The newly-passed Freedom from Coercion Act, SB 3812, requires abortion facilities to post a sign in large 40 pt. Arial font in their waiting room with the words: "Notice: It is against the law for anyone, regardless of the person's relationship to you, to coerce you to have an abortion. By law, we cannot perform an abortion on you unless we have your freely given and voluntary consent. It is against the law to perform an abortion on you against your will. You have the right to contact any local or state law enforcement agency to receive protection from any actual or threatened criminal offense to coerce an abortion."
The Senate approved SB 3812 on Wednesday on a vote of 28 in favor, 2 against. The House also adopted the Senate bill on a vote of 87 in favor, and 8 against, but added an amendment regarding the juvenile code which will have to be reconciled with the Senate.
Abortion facilities that fail to post the signs in a prominent place “in each patient waiting room and patient consultation room” would face a $2,500 per day fine and abortionists would also be subject to a $1,000 per day fine for each day abortions are conducted without the signs.
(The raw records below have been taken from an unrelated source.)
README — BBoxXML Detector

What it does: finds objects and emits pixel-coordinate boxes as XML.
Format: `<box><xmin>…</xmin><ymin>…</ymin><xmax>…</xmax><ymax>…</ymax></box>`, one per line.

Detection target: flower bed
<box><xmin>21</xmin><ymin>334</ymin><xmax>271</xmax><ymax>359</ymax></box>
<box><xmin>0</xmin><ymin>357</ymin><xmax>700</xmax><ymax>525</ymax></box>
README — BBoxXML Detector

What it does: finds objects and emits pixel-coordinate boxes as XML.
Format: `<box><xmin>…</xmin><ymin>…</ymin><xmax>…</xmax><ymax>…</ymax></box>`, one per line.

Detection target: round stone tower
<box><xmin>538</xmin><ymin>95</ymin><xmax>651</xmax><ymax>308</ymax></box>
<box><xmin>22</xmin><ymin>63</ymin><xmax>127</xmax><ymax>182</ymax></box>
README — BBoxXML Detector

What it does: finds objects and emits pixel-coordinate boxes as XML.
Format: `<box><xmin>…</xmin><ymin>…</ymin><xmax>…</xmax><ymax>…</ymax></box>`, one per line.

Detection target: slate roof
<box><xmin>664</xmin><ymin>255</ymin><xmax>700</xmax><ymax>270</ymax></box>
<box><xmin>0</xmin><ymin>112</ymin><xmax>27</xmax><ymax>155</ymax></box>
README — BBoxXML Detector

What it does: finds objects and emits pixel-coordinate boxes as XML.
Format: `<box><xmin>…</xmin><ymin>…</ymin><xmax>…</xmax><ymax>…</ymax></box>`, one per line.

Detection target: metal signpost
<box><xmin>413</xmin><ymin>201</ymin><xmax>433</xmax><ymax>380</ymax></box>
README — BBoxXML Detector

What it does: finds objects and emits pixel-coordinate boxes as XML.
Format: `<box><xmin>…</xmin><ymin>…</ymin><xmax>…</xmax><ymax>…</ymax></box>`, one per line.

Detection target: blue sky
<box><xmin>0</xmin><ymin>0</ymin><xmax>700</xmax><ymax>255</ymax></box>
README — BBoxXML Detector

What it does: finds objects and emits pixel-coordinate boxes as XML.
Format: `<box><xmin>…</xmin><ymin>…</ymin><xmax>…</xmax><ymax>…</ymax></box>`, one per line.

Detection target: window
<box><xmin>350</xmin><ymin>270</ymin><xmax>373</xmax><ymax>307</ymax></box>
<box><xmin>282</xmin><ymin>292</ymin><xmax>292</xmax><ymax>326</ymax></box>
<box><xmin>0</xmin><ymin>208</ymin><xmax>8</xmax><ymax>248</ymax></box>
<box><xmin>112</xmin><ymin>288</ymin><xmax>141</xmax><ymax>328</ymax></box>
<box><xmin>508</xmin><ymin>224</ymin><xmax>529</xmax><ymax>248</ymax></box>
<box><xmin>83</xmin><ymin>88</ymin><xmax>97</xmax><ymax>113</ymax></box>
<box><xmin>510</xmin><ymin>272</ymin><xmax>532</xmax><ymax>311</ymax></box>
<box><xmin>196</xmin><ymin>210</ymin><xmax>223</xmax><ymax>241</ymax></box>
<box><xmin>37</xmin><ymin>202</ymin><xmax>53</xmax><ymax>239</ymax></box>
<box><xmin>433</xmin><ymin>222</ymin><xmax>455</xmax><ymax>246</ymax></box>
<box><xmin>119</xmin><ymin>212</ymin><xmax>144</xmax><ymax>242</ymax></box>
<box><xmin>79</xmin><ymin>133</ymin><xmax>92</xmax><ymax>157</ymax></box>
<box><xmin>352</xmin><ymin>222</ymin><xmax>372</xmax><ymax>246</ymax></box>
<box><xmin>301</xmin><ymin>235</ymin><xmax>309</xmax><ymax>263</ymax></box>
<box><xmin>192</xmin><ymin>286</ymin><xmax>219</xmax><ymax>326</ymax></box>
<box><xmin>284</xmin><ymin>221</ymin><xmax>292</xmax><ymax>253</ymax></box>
The fines would not apply in cases where the abortion was undertaken for the purpose of saving the life of a pregnant woman.
A minor also would have to certify in writing, prior to the abortion, that a licensed health care professional informed her that she must have “freely given, voluntary and informed consent” to the procedure.
The law also provides that any woman, or anyone on behalf of a minor, may take legal action for injuries resulting from failure to post the sign, and may recover damages for “emotional distress and other damages allowed by law.”
According to the Tennessee Report, Rep. Sherry Jones (D-Nashville) had tried to get the House committee working on the bill to include a provision that it was also illegal for anyone to use coercive methods on a minor to have her give birth, but without success.
Sen. Jack Johnson (R-Franklin) told colleagues on the Senate floor that the bill was necessary, since many women may be unaware that it is illegal under Tennessee law for anyone, including family members, to pressure them into having an abortion.
Johnson referenced a survey from the Medical Science Monitor, which he told the Senate “reported that up to 64 percent of women who received abortions were in some way influenced or coerced into having that abortion.”
The 2004 study was co-authored by David Reardon, director of the Elliot Institute, which surveyed American and Russian women and found that in 64 percent of cases, women reported feeling coerced in some way to abort their unborn children. The study also found that 65 percent of post-abortive women had experienced some form of trauma from the abortion, with 67 percent saying that they did not receive counseling before the abortion.